CNET review of the software
http://download.cnet.com/SuperAntiSpywa … 23889.html
I just set my browsers to clear cookies when I exit. Works for me.
It's also worth noting this is Windows Software and hence irrelevant for all of us who have Apple
Rules applied to some, and not others. There is a long time writer on their now I found yesterday. One paragraph, 99 products and copied quotes. This is one who has always been allowed to do sales pages. Zubassadors were allowed to do sales pages. Same thing on Squidoo and even here on HP.
shower curtains??? Hey, I did a shower curtain page on one of my sites for laughs! I guess people aren't buying them anymore! LOL!
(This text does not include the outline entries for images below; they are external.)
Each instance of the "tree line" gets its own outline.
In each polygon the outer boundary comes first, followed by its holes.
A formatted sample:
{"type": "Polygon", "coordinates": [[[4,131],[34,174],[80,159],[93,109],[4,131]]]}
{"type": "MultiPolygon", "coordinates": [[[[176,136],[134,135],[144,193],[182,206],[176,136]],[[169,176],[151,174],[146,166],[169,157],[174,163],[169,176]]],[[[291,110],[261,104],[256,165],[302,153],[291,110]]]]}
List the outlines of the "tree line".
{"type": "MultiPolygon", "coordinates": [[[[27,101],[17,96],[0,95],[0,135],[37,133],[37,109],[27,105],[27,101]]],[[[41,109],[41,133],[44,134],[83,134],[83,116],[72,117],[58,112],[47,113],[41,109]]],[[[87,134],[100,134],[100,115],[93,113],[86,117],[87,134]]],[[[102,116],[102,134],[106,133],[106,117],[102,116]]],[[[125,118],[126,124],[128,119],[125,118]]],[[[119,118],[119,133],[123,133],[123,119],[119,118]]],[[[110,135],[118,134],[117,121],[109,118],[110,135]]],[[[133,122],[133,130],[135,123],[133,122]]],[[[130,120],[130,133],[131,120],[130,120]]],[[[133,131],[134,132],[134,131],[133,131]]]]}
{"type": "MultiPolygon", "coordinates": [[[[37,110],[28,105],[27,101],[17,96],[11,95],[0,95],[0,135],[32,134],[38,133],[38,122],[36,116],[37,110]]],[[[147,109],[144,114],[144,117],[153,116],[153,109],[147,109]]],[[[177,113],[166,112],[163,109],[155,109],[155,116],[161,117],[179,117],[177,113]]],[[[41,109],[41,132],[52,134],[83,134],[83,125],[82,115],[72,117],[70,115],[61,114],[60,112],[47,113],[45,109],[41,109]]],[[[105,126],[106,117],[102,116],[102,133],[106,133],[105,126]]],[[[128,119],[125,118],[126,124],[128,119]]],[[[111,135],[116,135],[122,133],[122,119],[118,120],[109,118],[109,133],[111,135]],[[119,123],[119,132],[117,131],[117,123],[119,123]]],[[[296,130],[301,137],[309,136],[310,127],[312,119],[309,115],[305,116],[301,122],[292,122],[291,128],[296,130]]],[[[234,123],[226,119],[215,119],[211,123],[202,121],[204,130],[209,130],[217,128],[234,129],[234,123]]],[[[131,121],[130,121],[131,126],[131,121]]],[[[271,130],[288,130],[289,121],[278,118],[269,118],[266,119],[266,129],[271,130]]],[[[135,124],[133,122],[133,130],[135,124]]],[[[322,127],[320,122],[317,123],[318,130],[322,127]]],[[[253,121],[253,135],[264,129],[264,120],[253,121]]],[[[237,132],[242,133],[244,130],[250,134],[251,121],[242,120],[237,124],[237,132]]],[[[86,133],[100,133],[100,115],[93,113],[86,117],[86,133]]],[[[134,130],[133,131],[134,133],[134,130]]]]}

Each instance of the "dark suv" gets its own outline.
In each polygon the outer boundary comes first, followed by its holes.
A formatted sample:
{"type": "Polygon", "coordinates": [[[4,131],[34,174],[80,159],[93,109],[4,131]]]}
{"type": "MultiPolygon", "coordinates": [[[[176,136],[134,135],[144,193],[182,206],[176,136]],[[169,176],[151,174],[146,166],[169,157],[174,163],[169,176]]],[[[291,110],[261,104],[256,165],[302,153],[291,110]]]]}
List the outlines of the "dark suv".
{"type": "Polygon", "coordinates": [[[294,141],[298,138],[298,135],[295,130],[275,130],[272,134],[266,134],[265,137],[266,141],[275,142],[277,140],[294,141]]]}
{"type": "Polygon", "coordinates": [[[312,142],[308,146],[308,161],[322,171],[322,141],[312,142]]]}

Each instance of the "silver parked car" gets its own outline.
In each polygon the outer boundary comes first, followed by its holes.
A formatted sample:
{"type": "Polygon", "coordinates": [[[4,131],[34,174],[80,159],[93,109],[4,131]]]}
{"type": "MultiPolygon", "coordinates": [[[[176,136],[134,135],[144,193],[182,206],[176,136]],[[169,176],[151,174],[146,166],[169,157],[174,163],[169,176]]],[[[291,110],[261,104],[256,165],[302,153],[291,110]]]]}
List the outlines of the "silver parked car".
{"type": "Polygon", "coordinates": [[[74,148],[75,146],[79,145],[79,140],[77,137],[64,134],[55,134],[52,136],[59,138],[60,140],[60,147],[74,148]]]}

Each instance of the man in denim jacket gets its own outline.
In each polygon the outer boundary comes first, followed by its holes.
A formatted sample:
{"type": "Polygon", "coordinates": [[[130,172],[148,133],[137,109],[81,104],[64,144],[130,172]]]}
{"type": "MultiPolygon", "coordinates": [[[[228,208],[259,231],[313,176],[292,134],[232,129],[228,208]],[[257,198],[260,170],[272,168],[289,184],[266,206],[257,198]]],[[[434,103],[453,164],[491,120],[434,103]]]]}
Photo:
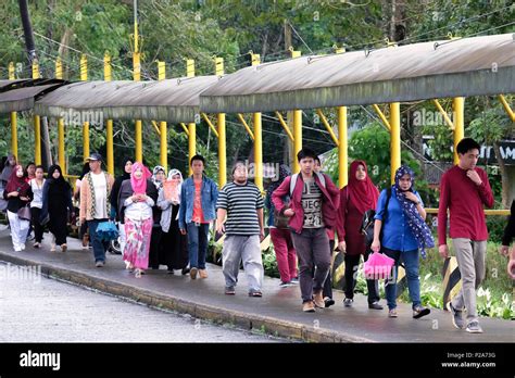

If the guy or his developer was stuffing cookies and earning commissions that certainly is an offence. I don't know why Amazon would let him off so lightly if it was the case. eBay made sure that cookie stuffers went to prison. In fact the owner of a popular internet marketing forum, Digitalpoint, was jailed when he was caught. I believe he earned millions just by stuffing cookies into the computers of unsuspecting visitors to Digitalpoint and his other websites.
In any case I find it hard to believe that Bill did not know why his Amazon account was suspended. Unlike Seekyt's previous owner who sold his site he did not even attempt to pass it on or sell it to someone else. Doing that would have at least kept the site alive. Any site online can be improved, provided some work goes into it.
Maria: I can copy from my edit mode. I also keep a copy of every article that I write. There is a place where you may find some, if not all, of your work, called the Wayback Machine
Thanks, Linda Smith. Is that WaybackMachine.com? or is it a part of HP? May be a dumb question, but I really don't know.
No, siimply add URL for article or even site and it pulls up articles. It may not have all of them, but it does have a lot of them.
if it's not a ".com" and it's not part of HP, then how do I get to it?
google "internet archives". First result should be internetarchives dot org. Go to that site and at the top of the site will be a search engine for the wayback machine and you can search for your articles there.
It seems like every week we hear about another site shutting down. I'm thankful for hubpages. They just keep chugging along.
How dare you believe Amazon when deciding what Amazon actually did!? (LOL)
Yeah, it is plenty obvious what happened whether the boss chose to do it or just was asleep at the switch while his staff did it, it was internal not just some rogue user.
Unless there is something going on between my computer and internet connection,you can't even pull up Zujava site.
I figured that is what he would do,which is his style! So glad I jumped ship long ago, when the handwriting was on the wall, long before Squidoo shut down.
This should be a lesson to all. These sites can and will be shut down on a whim. Promises mean nothing. Writers mean nothing. Always keep a copy of your content saved on your computer, on a CD rom, somewhere.
Just a week ago, he posted a reminder that July 1 was final date, on Facebook.
Go to Waybackmachine dot com. Put in url for Zujava. You can get to old site, and get to articles on there.
On FB page, a post, one hour ago, the claim is site is down, working on fix.
It's a shame to see another site go, I knew of Zujava well but never got around to publishing there.